Generating a Paycheck During Retirement

Patrick Cote |

By: Kate Hennessy

You have spent the past 40+ years accumulating assets and saving.  You’ve been on autopilot and have enjoyed the ride.  You have this number in your head – I want to retire at 65, 67, or 70. But you ask yourself will I have enough money to retire?  You fear not having a paycheck in retirement and ask yourself - how can I continue to create income in retirement?  Will I be able to sustain my lifestyle in retirement?  This lifestyle may include several annual vacations and dining out frequently.
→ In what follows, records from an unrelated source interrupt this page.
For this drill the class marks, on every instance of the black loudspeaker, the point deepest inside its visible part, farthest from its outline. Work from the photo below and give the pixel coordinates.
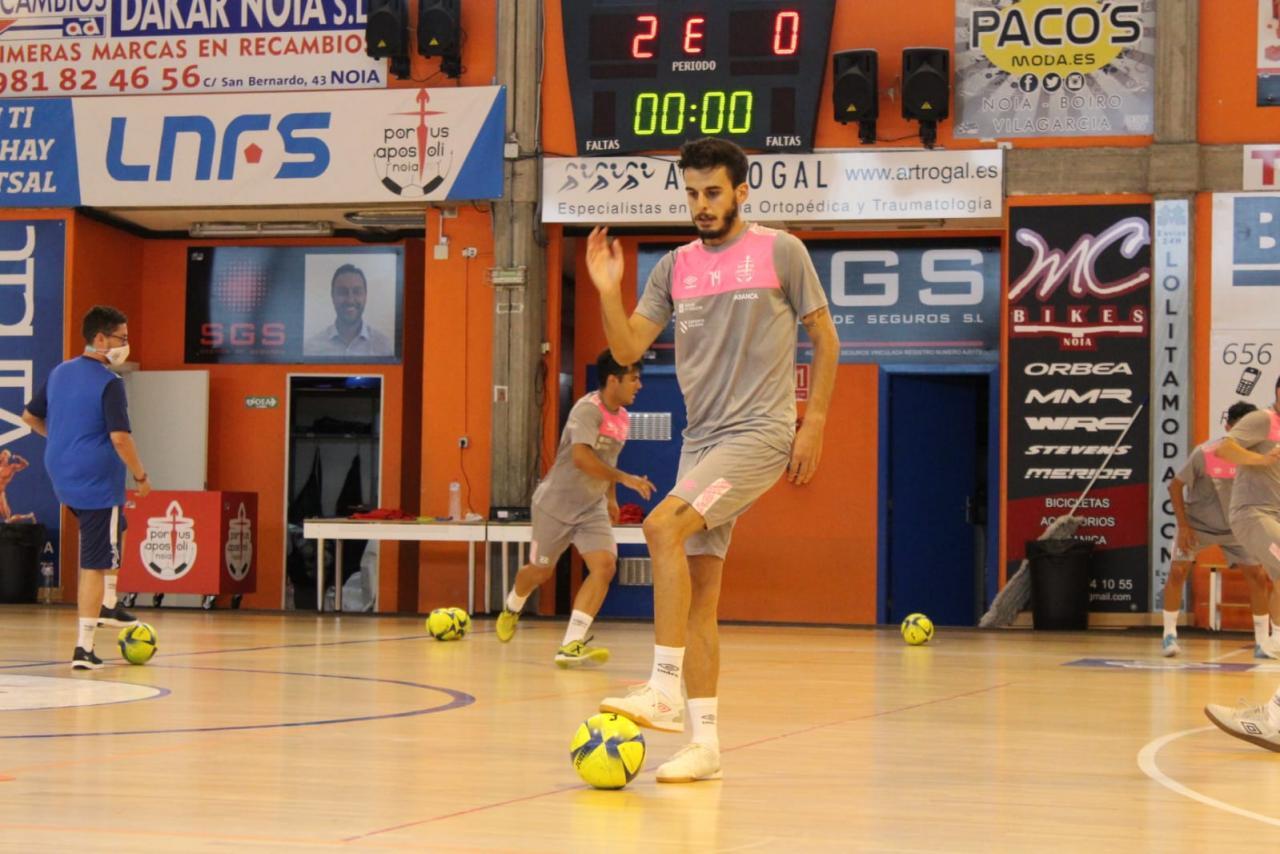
(387, 28)
(387, 33)
(439, 32)
(855, 94)
(927, 88)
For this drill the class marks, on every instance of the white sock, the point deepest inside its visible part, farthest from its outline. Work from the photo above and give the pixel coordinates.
(86, 636)
(704, 713)
(668, 665)
(515, 602)
(577, 625)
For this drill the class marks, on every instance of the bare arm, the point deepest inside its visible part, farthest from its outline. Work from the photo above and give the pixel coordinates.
(128, 452)
(1232, 451)
(35, 423)
(807, 448)
(1185, 537)
(629, 337)
(590, 464)
(1175, 497)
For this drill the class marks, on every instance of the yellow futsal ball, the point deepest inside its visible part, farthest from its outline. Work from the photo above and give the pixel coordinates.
(137, 643)
(462, 619)
(442, 624)
(607, 750)
(917, 629)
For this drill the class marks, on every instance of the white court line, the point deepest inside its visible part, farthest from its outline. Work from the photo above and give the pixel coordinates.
(1234, 652)
(1147, 762)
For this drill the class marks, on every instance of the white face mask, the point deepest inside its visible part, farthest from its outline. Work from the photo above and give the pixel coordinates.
(115, 355)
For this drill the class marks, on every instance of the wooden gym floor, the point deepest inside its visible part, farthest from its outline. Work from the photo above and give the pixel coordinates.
(295, 733)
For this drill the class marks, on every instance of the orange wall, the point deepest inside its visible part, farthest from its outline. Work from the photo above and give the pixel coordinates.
(247, 447)
(888, 26)
(1228, 76)
(457, 359)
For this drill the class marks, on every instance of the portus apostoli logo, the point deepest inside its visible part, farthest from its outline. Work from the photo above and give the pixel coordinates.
(415, 156)
(169, 544)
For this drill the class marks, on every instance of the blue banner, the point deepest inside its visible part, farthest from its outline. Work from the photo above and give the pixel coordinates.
(37, 154)
(32, 256)
(892, 301)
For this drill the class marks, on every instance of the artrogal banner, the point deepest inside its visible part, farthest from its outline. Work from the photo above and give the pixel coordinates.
(824, 186)
(1055, 68)
(213, 150)
(82, 48)
(1079, 369)
(32, 264)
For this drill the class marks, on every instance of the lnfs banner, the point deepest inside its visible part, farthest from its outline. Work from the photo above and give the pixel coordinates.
(1079, 366)
(31, 345)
Moving from the accumulation phase of your life to the distribution phase can be unsettling.  Before moving from an economic producer to a consumer, consider working part-time doing something that you love.  Research shows that people tend to be healthier mentally and physically when they keep working in their retirement years.  What are your sources of retirement income going to be and how can you create steady income after you retire?  The right choice can provide you with sustainable income for life but the wrong choice could leave you uncomfortably short of cash. 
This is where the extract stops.